According to him, post the Partition, it would have been “more honest” to openly admit that India’s steering wheel was in the hands of Hindus. “After 800 years of Muslim rule, 200 years of British rule, we should have said that it’s time that Hindus ruled India,” said Naqvi. Muslims would have found place in the army, police and the civil services so they could have been part of the decision-making, he said.
“Instead, the whole mumbo-jumbo of secularism confused matters.
If India was truly secular, today, two young men would not be forcibly fed gaumutra (cow urine), Mohammad Ikhlaqe would not be killed over beef,” he added.
“We condemn those incidents. But to paint all the secular efforts with the same brush and insist that there was a structural process of Othering, I disagree,” said Varma, who took exception to almost everything Naqvi said.
Shouldn’t liberal Muslims like Naqvi stand up to condemn the conservatives within their community, asked Varma, referring to recent incidents where cricketer Mohammad Shami and Dangal actress Zaira Wasim were trolled?
“Don’t expect me to be a professional Muslim,”retorted Naqvi.
Then why, countered Varma, have you written a book on the angst of Muslims?

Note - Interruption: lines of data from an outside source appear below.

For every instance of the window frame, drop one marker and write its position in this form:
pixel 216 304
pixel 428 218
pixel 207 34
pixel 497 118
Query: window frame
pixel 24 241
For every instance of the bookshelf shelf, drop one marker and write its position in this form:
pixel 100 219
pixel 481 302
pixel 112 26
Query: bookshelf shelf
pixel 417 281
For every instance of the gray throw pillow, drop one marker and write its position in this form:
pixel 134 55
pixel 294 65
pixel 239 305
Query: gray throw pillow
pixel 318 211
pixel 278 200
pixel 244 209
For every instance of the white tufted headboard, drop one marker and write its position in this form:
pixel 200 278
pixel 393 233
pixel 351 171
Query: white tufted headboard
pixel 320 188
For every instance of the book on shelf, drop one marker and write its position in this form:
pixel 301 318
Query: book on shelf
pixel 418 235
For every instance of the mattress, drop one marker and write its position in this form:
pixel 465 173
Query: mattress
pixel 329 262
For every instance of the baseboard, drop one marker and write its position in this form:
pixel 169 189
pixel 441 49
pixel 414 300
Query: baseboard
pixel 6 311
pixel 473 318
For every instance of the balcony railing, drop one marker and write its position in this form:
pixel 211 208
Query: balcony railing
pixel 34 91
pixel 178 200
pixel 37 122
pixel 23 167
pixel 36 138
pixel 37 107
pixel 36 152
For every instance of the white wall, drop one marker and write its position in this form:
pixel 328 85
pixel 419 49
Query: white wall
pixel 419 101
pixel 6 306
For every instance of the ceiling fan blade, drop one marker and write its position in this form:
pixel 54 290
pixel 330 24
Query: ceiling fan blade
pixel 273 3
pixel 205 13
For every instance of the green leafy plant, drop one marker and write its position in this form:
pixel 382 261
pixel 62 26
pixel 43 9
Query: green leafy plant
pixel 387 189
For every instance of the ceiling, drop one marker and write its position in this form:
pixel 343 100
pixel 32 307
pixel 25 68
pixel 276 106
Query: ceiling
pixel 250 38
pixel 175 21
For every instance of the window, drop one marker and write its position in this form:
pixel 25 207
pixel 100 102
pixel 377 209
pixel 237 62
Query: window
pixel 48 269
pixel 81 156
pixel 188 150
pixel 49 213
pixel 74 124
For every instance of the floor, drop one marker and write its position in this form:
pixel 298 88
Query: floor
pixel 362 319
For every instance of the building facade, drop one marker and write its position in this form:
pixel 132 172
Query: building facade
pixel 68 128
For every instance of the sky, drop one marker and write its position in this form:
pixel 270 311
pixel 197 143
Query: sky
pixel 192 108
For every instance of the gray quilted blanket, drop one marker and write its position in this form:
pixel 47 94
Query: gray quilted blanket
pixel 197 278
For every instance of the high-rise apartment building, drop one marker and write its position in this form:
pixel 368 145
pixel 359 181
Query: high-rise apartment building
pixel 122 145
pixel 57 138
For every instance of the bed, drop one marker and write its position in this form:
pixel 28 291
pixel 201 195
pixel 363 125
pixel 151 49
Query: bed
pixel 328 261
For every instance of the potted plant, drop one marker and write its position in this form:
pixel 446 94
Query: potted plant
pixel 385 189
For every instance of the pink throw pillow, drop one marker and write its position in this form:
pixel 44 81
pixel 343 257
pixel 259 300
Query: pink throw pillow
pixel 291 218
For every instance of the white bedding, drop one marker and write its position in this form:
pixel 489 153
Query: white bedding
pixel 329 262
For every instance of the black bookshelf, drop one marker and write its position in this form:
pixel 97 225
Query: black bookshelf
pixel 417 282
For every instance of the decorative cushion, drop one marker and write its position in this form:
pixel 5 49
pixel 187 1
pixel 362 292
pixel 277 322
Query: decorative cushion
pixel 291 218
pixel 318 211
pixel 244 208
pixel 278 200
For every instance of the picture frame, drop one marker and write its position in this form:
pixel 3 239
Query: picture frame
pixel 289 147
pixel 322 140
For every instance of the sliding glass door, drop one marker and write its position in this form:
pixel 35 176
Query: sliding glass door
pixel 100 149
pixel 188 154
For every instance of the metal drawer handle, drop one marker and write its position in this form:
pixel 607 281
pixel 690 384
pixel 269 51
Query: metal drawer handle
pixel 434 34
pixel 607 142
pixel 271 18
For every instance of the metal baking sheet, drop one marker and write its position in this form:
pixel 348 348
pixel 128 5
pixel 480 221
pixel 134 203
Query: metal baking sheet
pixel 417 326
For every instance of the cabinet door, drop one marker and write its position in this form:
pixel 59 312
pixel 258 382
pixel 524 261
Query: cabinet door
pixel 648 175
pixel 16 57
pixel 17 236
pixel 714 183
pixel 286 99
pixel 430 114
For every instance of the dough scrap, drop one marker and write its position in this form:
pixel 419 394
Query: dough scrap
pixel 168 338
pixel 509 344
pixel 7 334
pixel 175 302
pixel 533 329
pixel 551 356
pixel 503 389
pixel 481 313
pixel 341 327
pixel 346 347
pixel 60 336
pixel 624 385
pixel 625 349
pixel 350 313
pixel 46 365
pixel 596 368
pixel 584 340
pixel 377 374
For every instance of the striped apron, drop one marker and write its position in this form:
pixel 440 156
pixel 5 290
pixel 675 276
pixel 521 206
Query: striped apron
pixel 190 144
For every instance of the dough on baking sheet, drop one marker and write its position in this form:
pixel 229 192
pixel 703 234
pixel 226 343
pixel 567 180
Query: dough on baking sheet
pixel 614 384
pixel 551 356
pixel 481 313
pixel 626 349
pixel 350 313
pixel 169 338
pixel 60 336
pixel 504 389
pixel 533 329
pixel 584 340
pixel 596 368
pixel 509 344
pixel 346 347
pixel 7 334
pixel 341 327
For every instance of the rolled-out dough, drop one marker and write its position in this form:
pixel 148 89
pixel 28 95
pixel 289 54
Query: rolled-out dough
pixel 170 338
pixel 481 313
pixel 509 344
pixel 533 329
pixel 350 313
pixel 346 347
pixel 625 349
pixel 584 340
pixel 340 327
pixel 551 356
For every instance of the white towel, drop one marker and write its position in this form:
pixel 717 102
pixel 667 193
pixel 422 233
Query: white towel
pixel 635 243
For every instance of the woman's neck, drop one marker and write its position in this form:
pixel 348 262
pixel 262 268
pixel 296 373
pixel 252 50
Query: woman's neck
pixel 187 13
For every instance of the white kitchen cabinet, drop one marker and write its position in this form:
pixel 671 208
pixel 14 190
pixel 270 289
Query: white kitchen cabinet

It was all too much for a gentleman in the audience who interrupted the session to testily ask when culture would be discussed. But apart from a few valiant attempts by Naqvi to talk about how the Ganga-Jamuna tradition was so deeply and seamlessly rooted in his upbringing, and the poetry and art that emerged from Awadh, in this case, siyasat roundly trumped tehzeeb.